Tried nest_dotted() on an example that assumes new captured fields are in groups

zq -Z 'nest_dotted(groups)' - <<EOF
{
  "groups": {
    "request.server.pid": 1234,
    "request.server.tid": 75,
    "request.name": "getMembers",
    "request.client.host": "host55",
    "request.client.pid": 962
  }
}
EOF
{
  groups: {
    "request.server.pid": 1234,
    "request.server.tid": 75,
    "request.name": "getMembers",
    "request.client.host": "host55",
    "request.client.pid": 962
  }
}

Could nest_dotted() be avoided if a parameter were set to nest the returned captured fields - like regex(/(?P<request.server.pid>\d+)/, nest_captures)

{
  request: {
    server: {
      pid: 1234
    }
  }
}
philrz commented 9 months ago

@zmajeed: Thanks for reporting your nest_dotted(groups) not seeming to have any effect. It turns out that's a new bug, so a fix for that is being tracked via #4914. Someone's already working on a fix.

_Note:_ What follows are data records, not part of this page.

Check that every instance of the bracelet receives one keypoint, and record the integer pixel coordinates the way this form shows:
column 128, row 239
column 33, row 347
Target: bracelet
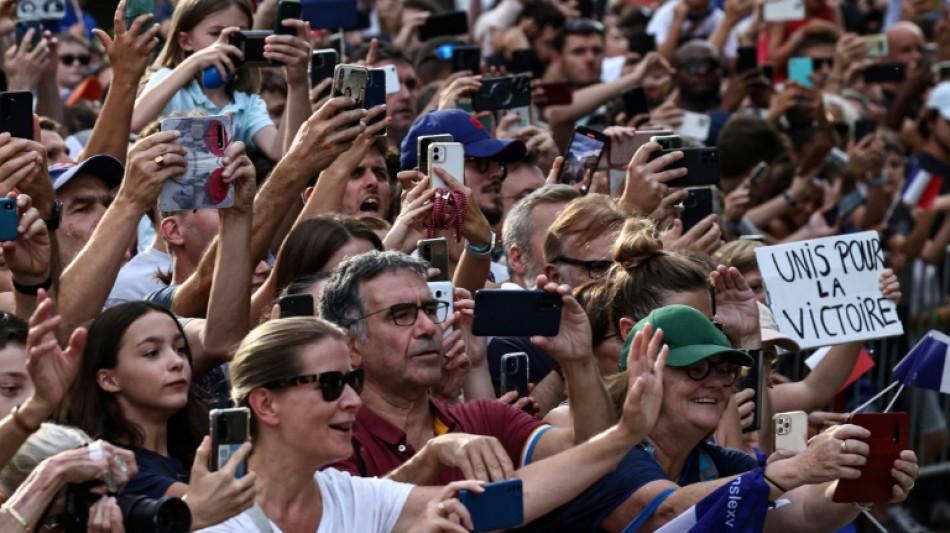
column 20, row 423
column 31, row 290
column 16, row 516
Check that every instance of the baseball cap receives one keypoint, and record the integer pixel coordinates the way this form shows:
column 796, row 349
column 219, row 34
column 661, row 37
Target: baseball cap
column 464, row 128
column 102, row 166
column 770, row 333
column 940, row 99
column 690, row 336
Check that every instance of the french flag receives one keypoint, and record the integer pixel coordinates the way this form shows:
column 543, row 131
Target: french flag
column 921, row 188
column 925, row 366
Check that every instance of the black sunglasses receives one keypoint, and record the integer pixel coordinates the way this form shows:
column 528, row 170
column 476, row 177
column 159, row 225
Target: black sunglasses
column 331, row 383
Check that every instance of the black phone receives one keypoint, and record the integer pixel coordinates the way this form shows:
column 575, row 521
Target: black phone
column 516, row 313
column 885, row 72
column 451, row 23
column 754, row 379
column 466, row 58
column 287, row 9
column 296, row 305
column 635, row 102
column 16, row 114
column 701, row 164
column 748, row 59
column 436, row 253
column 229, row 430
column 696, row 206
column 584, row 153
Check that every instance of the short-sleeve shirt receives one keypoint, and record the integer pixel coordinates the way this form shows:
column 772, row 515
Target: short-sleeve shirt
column 248, row 111
column 349, row 504
column 156, row 473
column 380, row 447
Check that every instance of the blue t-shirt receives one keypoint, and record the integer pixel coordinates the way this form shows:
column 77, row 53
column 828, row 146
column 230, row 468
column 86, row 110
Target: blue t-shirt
column 248, row 111
column 156, row 474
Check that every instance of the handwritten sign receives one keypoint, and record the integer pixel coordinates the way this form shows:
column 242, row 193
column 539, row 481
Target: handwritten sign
column 825, row 291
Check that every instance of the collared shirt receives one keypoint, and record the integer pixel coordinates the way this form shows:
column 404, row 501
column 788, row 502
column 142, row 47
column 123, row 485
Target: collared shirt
column 380, row 447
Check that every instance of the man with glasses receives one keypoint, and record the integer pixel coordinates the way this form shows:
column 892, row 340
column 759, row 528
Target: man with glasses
column 382, row 300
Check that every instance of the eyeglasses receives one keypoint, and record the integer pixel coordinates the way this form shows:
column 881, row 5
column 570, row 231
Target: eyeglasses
column 331, row 383
column 69, row 59
column 405, row 314
column 595, row 269
column 725, row 370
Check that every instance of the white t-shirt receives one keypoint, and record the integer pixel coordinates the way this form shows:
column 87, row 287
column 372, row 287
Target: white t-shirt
column 350, row 503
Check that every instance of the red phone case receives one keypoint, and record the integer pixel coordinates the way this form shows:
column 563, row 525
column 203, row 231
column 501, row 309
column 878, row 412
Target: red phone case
column 888, row 439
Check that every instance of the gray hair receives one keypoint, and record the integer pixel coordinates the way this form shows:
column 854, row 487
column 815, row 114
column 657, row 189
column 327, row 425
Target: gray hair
column 518, row 224
column 49, row 440
column 341, row 301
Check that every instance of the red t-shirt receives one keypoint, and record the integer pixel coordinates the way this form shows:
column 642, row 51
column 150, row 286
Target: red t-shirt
column 380, row 447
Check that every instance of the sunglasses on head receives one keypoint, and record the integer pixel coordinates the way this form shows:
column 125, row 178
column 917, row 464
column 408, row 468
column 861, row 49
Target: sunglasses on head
column 331, row 383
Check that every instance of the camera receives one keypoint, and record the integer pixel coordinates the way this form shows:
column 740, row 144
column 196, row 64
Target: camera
column 139, row 513
column 503, row 93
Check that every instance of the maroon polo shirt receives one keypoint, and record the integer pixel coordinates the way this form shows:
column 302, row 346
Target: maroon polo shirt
column 380, row 447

Thinking ahead to when that's fixed, when a developer implements the original feature captured in this issue, I'm not sure if they'll make the design decision let the dotted field names exist with the expectation nest_dotted() could be applied or offer some kind of flag to immediately create them in nested form like you proposed. It's effectively a language design question. I previously predicted the approach with relying on downstream nest_dotted() because it's where I've seen the language design headed over time, but that could change.

philrz commented 9 months ago

Update: The initial grok() support has been merged (#4827) but it doesn't yet support their own named capture support (such as is shown in the first syntax for custom patterns the Logstash Grok filter doc.) If/when we get to adding support in Zed for the general non-Grok regexp use case it might be good to see if we could add support in Zed's grok() at the same time.